Kasus ini terungkap setelah ibu kandung korban, NR (54), melaporkan kejadian tersebut ke Polres Pidie pada 27 Mei 2025.
Setelah dilakukan penyelidikan oleh Unit II PPA Satreskrim Polres Pidie , diketahui bahwa aksi bejat AR pertama kali terjadi pada Oktober 2018, dan terakhir terjadi pada April 2023.
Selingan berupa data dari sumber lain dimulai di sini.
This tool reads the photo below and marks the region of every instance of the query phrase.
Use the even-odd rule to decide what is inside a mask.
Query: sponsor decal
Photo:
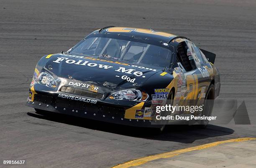
[[[83,97],[78,97],[76,96],[70,96],[64,94],[59,94],[58,95],[58,97],[61,97],[64,99],[79,101],[80,102],[86,102],[87,103],[90,103],[92,104],[96,104],[97,103],[97,100],[92,100],[89,99],[86,99]]]
[[[32,97],[33,95],[33,93],[32,92],[28,92],[28,100],[29,101],[31,101],[32,100]]]
[[[32,86],[34,84],[35,84],[35,82],[34,81],[34,80],[32,79],[32,81],[31,82],[31,83],[30,84],[30,86]]]
[[[97,93],[98,92],[98,89],[99,89],[98,87],[94,86],[93,85],[90,85],[84,83],[73,82],[72,81],[70,81],[68,85],[77,87],[84,87],[87,88],[88,90],[89,91],[95,93]]]
[[[194,58],[193,58],[193,56],[192,56],[191,55],[189,56],[189,60],[191,60],[193,59],[194,59]]]
[[[60,64],[61,62],[64,62],[67,64],[74,64],[82,66],[87,66],[89,67],[95,67],[100,69],[112,69],[113,66],[108,65],[97,64],[94,63],[90,63],[87,61],[83,60],[74,60],[73,59],[69,59],[68,58],[66,57],[57,57],[57,59],[53,62]],[[118,69],[115,69],[115,71],[121,72],[122,73],[125,73],[127,74],[132,74],[136,76],[141,76],[143,78],[146,77],[143,76],[143,73],[140,71],[136,71],[136,69],[127,69],[125,67],[119,66]]]
[[[201,88],[201,92],[200,92],[200,93],[199,94],[198,94],[198,97],[197,97],[197,98],[198,99],[202,99],[202,98],[204,98],[205,97],[205,88],[206,88],[206,87],[202,87]]]
[[[118,75],[116,75],[115,77],[120,77],[120,76]],[[131,78],[130,77],[128,77],[126,75],[123,75],[121,76],[121,79],[124,79],[127,81],[129,81],[131,83],[134,83],[134,81],[136,79],[135,78]]]
[[[168,97],[168,94],[152,94],[151,96],[152,99],[153,100],[166,99]]]
[[[205,88],[206,87],[202,87],[201,89],[201,93],[204,93],[205,92]]]
[[[155,94],[168,94],[170,92],[170,89],[154,89]]]
[[[135,118],[142,118],[144,115],[143,109],[136,109],[135,113]]]
[[[217,90],[219,89],[220,85],[220,82],[219,81],[215,84],[215,86],[214,86],[214,89],[215,91],[217,91]]]
[[[205,93],[200,93],[198,94],[198,99],[204,98],[205,97]]]
[[[60,55],[64,56],[69,56],[70,57],[75,57],[75,58],[81,58],[81,59],[83,58],[84,59],[89,59],[89,60],[92,60],[92,61],[102,61],[102,62],[110,62],[111,63],[116,64],[122,65],[124,65],[124,66],[132,66],[133,67],[137,67],[140,69],[146,69],[146,70],[148,70],[149,71],[156,71],[156,69],[152,69],[152,68],[144,67],[143,66],[139,66],[136,65],[131,65],[131,64],[127,64],[127,63],[121,63],[121,62],[120,62],[118,61],[112,61],[110,60],[105,60],[105,59],[100,59],[98,58],[96,59],[96,58],[94,58],[93,57],[88,57],[88,56],[73,56],[72,55],[67,55],[67,54],[60,54]]]
[[[164,104],[166,100],[152,100],[151,102],[153,104]]]
[[[151,108],[145,107],[144,110],[143,117],[151,117]]]
[[[39,73],[39,71],[36,68],[35,69],[35,73],[36,74],[36,76],[38,75]]]
[[[205,68],[205,67],[204,66],[203,67],[203,68],[204,68],[204,69],[202,69],[200,68],[198,68],[198,69],[199,69],[199,71],[200,71],[200,72],[202,74],[202,76],[203,78],[209,77],[210,76],[210,74],[207,70],[207,69],[206,69],[206,68]]]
Menurut Kasat Reskrim Polres Pidie, AKP Dedy Miswar, S.Sos., MH, peristiwa terakhir terjadi saat korban pulang mengaji dan meminta uang untuk membeli pisau cukur.
Saat masuk ke kamar pelaku, AR langsung menutup pintu dan kembali melakukan tindakan asusila.
“Usai kejadian, pelaku memberikan uang Rp 3.000,- kepada korban sambil mengancam agar tidak menceritakan kejadian tersebut kepada siapa pun,” ujar Dedy.
Pelaku saat ini telah diamankan dan dijerat dengan Pasal 46 Jo Pasal 47 Jo Pasal 48 Jo Pasal 50 Qanun Aceh Nomor 6 Tahun 2014 tentang Hukum Jinayat yang mengatur hukuman berat bagi pelaku kejahatan seksual, termasuk pemerkosaan.